Originally established in 1879 as the Lakeside Resort, the Inter-Laken Hotel was developed by James V. Dexter into a high-class, late nineteenth-century resort near Twin Lakes. Popular for about two decades, the hotel declined and eventually closed in the early twentieth century as a series of water storage and diversion projects transformed Twin Lakes from a pair of glacial lakes into a large reservoir. The hotel site, including the cabin Dexter built for himself in 1895, was restored in the early 2000s and now features interpretive signs for visitors.
Resort
In 1879 John A. Staley and Charles Thomas built a hotel called the Lakeside Resort on the southern shore of Twin Lakes. Although Leadville, about fifteen miles north, was in the midst of a mining boom, the hotel struggled financially. In 1883 it was acquired by James Viola Dexter, a wealthy mine owner in Leadville, who bought the hotel and eighty acres of land for $3,250.

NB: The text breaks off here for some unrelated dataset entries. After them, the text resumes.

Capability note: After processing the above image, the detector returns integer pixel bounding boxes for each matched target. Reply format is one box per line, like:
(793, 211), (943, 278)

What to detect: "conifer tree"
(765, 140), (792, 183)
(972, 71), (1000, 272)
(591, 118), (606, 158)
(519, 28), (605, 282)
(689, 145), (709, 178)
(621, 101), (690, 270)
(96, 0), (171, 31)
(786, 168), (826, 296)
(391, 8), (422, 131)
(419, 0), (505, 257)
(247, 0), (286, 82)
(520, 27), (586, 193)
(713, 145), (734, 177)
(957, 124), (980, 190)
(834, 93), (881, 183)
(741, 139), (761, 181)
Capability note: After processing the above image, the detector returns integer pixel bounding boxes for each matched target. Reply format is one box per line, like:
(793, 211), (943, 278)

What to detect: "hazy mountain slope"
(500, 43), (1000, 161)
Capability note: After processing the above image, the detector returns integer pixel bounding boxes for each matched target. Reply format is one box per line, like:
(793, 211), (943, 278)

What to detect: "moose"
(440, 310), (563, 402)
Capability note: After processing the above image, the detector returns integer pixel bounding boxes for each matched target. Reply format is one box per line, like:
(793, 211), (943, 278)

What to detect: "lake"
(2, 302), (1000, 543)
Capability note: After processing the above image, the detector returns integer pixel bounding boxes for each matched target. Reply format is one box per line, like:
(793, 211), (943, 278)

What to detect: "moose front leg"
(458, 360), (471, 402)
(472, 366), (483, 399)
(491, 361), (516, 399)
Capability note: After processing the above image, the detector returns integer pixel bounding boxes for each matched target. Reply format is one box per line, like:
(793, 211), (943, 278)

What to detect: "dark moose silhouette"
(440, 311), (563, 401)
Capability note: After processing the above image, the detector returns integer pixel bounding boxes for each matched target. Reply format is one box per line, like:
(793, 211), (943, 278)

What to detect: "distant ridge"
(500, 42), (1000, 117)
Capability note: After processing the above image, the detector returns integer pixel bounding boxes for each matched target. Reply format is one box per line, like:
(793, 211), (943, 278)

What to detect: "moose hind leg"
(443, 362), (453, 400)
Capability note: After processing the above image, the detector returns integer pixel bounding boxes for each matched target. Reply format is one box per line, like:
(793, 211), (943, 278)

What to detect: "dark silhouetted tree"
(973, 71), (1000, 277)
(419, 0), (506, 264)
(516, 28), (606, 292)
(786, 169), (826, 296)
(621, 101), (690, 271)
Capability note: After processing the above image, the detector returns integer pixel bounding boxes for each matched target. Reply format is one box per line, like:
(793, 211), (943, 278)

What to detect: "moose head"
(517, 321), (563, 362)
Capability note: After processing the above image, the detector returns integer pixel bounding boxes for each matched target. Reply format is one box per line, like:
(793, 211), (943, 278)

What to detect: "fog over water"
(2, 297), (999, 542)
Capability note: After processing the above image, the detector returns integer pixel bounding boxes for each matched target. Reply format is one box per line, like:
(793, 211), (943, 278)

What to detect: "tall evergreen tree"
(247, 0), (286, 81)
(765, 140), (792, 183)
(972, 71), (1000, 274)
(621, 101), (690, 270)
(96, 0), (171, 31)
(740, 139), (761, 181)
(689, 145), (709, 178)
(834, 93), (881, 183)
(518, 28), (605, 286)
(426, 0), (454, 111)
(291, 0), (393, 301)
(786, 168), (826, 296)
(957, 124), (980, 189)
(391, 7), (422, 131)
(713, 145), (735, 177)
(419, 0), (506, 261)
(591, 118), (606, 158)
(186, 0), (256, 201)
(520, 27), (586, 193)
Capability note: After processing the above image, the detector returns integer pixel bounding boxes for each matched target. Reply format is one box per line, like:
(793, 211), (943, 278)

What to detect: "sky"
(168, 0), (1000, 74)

Dexter renamed the resort the Inter-Laken Hotel and quickly developed it into one of the finest resorts in the Rocky Mountains. He expanded the main hotel building, a two-story board-and-batten structure with two chimneys, and added Kentucky bluegrass lawns, fountains, a hotel annex, a dance pavilion, a stable, and a hexagonal privy.
Designed primarily as a summer resort, the Inter-Laken Hotel offered sailboats, rowboats, canoes, and a fifty-foot steamboat called the Idlewild. Some winter amusements, such as ice skating and sleigh rides, also took place at the resort. With rates as high as four dollars a day, it was the most expensive hotel in the area, attracting wealthy visitors from Leadville, Denver, and Colorado Springs as well as a few international guests.

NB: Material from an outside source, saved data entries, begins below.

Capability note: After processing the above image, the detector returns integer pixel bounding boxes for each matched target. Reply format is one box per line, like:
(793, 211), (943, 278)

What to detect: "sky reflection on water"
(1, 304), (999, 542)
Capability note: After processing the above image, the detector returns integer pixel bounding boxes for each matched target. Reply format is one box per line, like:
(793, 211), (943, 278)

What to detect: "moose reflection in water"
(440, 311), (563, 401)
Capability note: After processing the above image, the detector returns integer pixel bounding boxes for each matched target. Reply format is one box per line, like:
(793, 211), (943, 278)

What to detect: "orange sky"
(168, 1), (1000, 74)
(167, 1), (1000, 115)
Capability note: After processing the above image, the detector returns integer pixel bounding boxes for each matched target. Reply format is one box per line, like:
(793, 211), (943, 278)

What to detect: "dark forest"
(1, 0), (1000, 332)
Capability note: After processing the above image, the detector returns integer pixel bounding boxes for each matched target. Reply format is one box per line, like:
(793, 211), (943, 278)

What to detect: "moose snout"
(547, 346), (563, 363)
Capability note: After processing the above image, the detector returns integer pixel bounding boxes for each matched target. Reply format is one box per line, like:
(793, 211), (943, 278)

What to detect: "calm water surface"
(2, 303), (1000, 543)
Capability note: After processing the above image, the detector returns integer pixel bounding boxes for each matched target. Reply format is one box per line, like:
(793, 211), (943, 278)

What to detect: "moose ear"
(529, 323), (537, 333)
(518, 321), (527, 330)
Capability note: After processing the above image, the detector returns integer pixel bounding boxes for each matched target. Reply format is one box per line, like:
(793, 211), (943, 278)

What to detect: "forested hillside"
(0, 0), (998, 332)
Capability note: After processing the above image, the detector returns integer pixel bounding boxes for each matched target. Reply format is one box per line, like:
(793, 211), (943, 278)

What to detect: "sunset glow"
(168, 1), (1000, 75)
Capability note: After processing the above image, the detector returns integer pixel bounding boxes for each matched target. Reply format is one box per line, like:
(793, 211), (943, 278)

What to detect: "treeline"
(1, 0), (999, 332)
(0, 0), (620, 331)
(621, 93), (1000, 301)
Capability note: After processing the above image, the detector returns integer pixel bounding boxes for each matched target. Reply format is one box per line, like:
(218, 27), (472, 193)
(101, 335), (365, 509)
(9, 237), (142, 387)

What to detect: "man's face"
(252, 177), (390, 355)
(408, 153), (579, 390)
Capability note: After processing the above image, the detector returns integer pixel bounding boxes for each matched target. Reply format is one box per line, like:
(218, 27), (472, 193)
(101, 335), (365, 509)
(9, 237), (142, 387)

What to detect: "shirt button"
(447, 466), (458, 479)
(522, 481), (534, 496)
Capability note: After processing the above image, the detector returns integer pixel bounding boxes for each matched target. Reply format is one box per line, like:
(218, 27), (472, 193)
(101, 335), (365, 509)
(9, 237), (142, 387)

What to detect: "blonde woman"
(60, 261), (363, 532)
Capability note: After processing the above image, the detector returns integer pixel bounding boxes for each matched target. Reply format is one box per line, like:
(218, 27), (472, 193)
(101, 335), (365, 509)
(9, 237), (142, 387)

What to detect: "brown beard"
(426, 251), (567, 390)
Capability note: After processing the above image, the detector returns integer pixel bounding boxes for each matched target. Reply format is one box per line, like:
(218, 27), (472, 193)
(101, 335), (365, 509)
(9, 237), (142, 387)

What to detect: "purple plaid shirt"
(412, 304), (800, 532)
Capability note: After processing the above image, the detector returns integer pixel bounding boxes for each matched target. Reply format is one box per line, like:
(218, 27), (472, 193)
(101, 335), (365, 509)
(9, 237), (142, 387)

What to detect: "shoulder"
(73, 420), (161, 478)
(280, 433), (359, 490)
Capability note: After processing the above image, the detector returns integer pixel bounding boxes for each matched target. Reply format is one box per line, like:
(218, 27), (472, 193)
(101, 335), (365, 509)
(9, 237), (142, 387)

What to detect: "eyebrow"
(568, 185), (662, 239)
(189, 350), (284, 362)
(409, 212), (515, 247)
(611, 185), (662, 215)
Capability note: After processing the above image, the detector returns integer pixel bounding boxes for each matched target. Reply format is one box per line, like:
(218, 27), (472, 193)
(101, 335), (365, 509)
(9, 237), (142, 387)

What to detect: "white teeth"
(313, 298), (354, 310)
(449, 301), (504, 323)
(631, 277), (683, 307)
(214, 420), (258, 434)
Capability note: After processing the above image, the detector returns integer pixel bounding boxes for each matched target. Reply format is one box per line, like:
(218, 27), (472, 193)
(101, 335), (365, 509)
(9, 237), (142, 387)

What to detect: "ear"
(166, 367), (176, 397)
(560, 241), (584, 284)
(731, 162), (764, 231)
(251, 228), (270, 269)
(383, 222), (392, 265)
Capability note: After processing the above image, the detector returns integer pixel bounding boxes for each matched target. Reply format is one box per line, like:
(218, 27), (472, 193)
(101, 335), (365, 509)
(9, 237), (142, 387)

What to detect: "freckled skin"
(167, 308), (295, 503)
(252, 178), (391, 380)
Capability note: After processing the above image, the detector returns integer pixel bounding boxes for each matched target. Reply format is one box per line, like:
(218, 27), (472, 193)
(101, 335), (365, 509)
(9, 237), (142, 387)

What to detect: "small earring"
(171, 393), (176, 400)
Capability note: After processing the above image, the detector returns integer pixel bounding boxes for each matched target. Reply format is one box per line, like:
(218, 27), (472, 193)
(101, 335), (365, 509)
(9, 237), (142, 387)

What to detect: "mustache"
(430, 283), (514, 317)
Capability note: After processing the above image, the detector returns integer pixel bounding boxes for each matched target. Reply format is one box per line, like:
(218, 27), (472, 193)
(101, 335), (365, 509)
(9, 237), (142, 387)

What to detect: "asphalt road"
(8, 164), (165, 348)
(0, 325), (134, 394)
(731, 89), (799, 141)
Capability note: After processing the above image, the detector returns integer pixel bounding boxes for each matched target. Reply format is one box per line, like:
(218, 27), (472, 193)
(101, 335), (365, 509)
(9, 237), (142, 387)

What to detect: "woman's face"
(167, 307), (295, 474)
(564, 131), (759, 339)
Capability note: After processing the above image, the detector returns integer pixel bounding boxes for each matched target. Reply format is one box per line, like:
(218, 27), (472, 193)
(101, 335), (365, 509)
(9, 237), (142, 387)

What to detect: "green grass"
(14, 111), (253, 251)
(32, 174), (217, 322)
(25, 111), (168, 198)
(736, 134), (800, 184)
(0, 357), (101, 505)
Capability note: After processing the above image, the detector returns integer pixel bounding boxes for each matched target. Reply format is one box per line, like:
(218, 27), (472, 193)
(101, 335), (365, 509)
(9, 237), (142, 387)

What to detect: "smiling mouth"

In 1895 Dexter built himself a two-story cabin near the resort. A square building with an open veranda on all sides, the Dexter Cabin featured a bell-cast mansard roof, symmetrical gabled dormer windows, and an enclosed cupola flanked by two chimneys. Inside, the cabin had walnut finishes and elaborate birdseye maple furniture.
Reservoir
Since the 1890s, the main threat to the Inter-Laken Hotel has been the transformation of Twin Lakes from natural glacial lakes into a large reservoir. In 1896 the Twin Lakes Reservoir and Canal Company dammed Lake Creek to allow Twin Lakes to store an additional 54,000 acre-feet of water for use by farmers along the Arkansas River. The Inter-Laken remained on dry land, but the stagnant, shallow water of the reservoir contributed to its declining popularity in the early twentieth century, and the hotel was eventually abandoned.

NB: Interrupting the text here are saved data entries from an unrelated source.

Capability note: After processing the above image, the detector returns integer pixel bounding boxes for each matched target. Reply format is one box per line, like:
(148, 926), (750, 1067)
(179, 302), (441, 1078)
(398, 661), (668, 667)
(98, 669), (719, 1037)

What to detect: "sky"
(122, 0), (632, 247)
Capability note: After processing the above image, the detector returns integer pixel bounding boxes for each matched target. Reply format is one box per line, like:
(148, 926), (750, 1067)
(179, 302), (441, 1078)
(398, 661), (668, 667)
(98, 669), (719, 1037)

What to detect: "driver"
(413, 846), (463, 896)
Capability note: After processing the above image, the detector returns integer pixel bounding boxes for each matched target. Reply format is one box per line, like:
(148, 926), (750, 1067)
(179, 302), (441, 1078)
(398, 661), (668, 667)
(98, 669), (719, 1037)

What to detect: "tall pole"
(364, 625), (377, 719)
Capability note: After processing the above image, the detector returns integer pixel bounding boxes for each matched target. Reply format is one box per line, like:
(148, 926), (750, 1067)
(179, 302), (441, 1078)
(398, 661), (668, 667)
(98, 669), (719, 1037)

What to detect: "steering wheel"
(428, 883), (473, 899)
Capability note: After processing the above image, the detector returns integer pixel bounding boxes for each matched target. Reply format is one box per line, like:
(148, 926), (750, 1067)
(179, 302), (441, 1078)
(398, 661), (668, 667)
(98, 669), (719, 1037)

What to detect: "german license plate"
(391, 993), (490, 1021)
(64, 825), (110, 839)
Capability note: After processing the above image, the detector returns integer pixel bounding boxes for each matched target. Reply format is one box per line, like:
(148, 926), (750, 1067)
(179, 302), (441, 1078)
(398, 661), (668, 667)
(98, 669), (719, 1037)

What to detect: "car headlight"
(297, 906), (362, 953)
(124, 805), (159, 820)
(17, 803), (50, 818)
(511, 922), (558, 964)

In 1972 the US Bureau of Reclamation took control of the Inter-Laken Hotel site and nearby areas as part of the Fryingpan-Arkansas Project, which was designed to provide additional water for the Arkansas River Basin. The project turned Twin Lakes into a reservoir for water diverted from the Western Slope and awaiting release into the Arkansas River, threatening to inundate some parts of the Inter-Laken site. At this time the hotel was listed on the National Register of Historic Places.
In 1981 the Bureau of Reclamation completed a new dam at Twin Lakes. Two years later several Inter-Laken buildings, including the hotel and Dexter Cabin, were moved to save them from the rising level of the reservoir. Several other hotel features—such as the dance pavilion, fountains, and lawns—are now underwater.
Restoration
By 2000 the Inter-Laken Hotel was suffering deterioration by neglect, with its buildings boarded up and inaccessible. In 2001 Colorado Preservation listed the site as one of the state’s Most Endangered Places. Starting in 2004, the hotel complex was restored in a four-year effort modeled on Habitat for Humanity projects. Most construction work was performed by volunteers, with architectural supervision by Harrison Goodall of Conservation Services. Funding and other assistance came from the US Forest Service, Colorado Preservation, the National Trust for Historic Preservation, the Colorado Mountain Club, and the State Historical Fund. The Forest Service also erected interpretive signs.
Located in the San Isabel National Forest, the Inter-Laken Hotel site is now managed by the Forest Service. Visitors can access the site by boat or on foot via the Colorado Trail and the Continental Divide Trail, which pass near the hotel.